Нахохлившись, я мысленно проигрывала в памяти ситуацию из прошлого – да, наверное, Дрейк прав. Если бы я была администраторшей, то действительно ценила бы таких людей, которые предупреждают о своем неприбытии заранее. И поэтому… чувствовала за собой вину? Я действительно ее чувствовала? Не хотела звонить, не хотела отчитываться о том, что мало того, что я – жирная корова, так теперь еще и калека? Без «вины» действительно не обошлось –
– Таким образом, когда тебе, пытаясь выслужить «любовь» клиента, а так же своего начальника, позвонила личная тренерша, ты тут же ее обвинила в том, что она не имеет права вмешиваться в твою личную жизнь. Теперь все ясно?
Ясно. Хоть и противно. Противно осознавать, что наличие внутри вот такой вот капельки вины постоянно выливается в конфликтные ситуации, связанные с обвинением.
– Лууле пишет: «Научитесь никогда и никого не обвинять. Ни в чем». Но это сложно! Иногда посмотришь на человека, и хочется фыркнуть от презрения.
– Вот именно. В этом-то и кроется коварство «обвинения» – в том, что оно перетекает в мстительную злобу «я лучше тебя», и, значит, в презрение.
– Но как не презирать, например, ту же кондукторшу из автобуса? Которая всем грубит, плохо накрашена, которая в пятьдесят лет не нашла лучшей работы? Где тут мое собственное чувство вины?
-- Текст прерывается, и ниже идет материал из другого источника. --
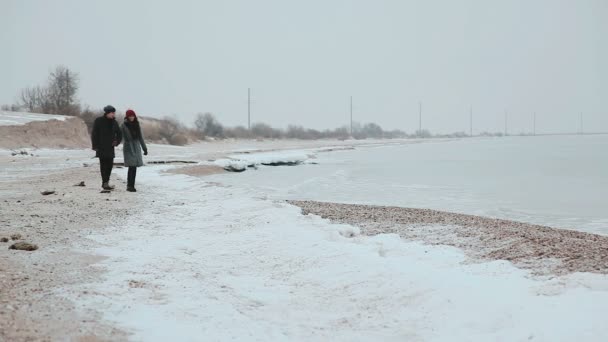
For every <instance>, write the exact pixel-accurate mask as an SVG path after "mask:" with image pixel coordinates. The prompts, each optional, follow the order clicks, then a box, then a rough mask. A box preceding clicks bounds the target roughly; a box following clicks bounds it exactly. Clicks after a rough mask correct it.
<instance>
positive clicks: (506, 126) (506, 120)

– Где? – Дрейка наш разговор забавлял. Есть котенок – есть миска с молоком, куда его можно ткнуть носом. В миску, как ни странно, раз за разом попадал не чей-то, а мой собственный нос. – Знаешь, почему ты ее презираешь? Потому что не хочешь быть такой, как она. Не хочешь в пятьдесят жирно подводить глаза, грубить людям и с утра до ночи отрывать билеты – ты стыдишься этого. А что есть стыд, Ди?
– Чувство вины, – буркнула я, почему-то опять вспоминая анекдот про студента с экзаменационным билетом про блох.
– Вот именно. Мы думаем: «Если бы я был такой, как она, я бы помер от стыда» – грубо говоря, умер бы от собственного чувства вины за то, что я такой глупый, неспособный добиться большего. Отпусти стыд – стыд ЗА ТАКУЮ СЕБЯ, если бы ты вдруг оказалась в схожем положении, – и ты моментально перестанешь обвинять кондукторшу, ты ее поймешь. Поймешь, что когда-то она просто не справилась со своими стрессами, не прошла уроки, не сумела стать сильнее, увереннее, смелее, и теперь ездит в автобусе и кричит на всех. Кричит от собственной злости: «Да, у меня не вышло лучше. У вас вышло, а у меня нет…» – разве можно человека за это обвинять? За его страх? За его боль? Отпусти свой страх перед ее злобой, и она никогда на тебя не накричит. Так нет же, мы вместо того, чтобы понимать, почему люди ведут себя так, а не иначе, мысленно ворчим: «Если бы я была такой жирной, как та баба, я бы умерла со стыда. Неужели она не может ничего с собой сделать? Пойти в спортзал? Я бы пошла, давно пошла, ведь я лучше, я сильнее» – опять презрение. Мы смотрим на нищего и думаем: «Ну, почему он не приложил усилий для лучшей жизни? Почему не нашел работу? Я бы на его месте уже давно нашел – да хоть тем же дворником…», но проблема в том, что ты и не оказался бы на его месте, ибо ты уже прошел эти уроки, а он нет. Мы презирали бы себя нищим, и потому презираем его – грязного и бездомного. Мы попросту не умеем прощать себя, а потому не можем простить других, вечно стараемся их переделать.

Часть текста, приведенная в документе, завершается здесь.